The United Nations (UN) received its first offical warning of the risk of genocide in Rwanda in 1962 - technically speaking, some thirty-two years of advance notice. UN Commissioner Majid Rahnema, after returning from an observer mission, declared that the nation exhibited 'the symptoms of an explosive situation'. The 'social and political' tension there, he believed, 'may result either in the gradual extermination of the majority of the Tutsi population, or it may at any moment degenerate into violence and, possibly, civil war'. Certainly, there was some cause for concern during the decolonization process of the early 1960s. Yet within a decade or so, the risk appeared to have passed. By the mid-1970s, experts on Rwanda were predicting a bright future of ethnic unity.
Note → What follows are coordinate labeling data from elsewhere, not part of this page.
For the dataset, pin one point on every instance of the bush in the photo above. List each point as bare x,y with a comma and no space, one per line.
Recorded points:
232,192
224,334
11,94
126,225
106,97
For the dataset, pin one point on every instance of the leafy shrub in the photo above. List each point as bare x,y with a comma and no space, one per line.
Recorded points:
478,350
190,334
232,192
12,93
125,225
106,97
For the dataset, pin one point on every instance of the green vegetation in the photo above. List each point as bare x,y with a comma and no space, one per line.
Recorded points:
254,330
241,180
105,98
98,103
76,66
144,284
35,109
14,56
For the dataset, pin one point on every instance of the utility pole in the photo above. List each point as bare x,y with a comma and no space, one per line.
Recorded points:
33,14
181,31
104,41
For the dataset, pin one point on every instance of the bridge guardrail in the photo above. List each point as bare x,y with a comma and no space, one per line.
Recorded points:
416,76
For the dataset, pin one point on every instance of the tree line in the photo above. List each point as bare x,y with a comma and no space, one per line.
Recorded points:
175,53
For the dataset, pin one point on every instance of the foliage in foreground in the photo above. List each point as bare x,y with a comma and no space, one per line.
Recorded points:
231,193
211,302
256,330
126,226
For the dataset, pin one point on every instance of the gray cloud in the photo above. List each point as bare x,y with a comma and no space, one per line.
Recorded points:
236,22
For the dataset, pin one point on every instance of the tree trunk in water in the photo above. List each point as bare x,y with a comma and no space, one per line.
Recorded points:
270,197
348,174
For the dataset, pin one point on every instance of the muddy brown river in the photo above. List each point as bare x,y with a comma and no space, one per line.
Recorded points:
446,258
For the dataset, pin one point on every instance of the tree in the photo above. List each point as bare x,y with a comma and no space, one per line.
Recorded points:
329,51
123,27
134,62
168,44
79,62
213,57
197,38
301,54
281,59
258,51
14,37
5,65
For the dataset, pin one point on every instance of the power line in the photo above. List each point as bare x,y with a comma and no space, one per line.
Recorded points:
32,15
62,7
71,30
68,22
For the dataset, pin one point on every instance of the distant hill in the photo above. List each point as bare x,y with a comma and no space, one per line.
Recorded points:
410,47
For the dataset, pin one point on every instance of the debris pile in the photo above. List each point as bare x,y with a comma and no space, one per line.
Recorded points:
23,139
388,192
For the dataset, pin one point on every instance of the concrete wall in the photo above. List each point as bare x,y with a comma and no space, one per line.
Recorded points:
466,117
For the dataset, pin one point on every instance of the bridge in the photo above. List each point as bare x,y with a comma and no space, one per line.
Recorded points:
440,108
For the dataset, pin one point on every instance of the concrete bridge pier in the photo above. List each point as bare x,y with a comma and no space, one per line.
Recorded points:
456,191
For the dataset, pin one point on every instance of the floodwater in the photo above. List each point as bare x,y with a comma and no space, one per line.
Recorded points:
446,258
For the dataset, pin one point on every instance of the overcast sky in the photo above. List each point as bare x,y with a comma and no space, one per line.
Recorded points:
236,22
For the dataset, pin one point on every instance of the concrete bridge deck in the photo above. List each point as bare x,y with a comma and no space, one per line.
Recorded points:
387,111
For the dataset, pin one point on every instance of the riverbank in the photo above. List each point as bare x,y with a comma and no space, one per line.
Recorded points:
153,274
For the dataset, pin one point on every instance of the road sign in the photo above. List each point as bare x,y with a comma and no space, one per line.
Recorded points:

In the 1980s the volatile issue of regionalism, rather than enthicity, dominated the political agenda; even in 1991 some Rwandans 'openly scoffed' at the idea of 'ethnic' politics. For many of the thirty-two years between Commissioner Rahnema's counsel and the eruption of genocide, his warning seemed overstated and alarmist. Then suddenly it became prophetic. Between April and July 1994 the most intense genocide of the twentieth century tore through Rwanda, leaving close to a million Tutsi and moderate Hutu dead in its wake. Commissioner Rahnema's prediction had eventuated. And yet why thirty-two years later? Why did the genocide erupt in 1994 rather than 1964, or for that matter, 1974 or 1984? Was Commissioner Rahnema's warning in 1962 really portentous, or just and accident of history?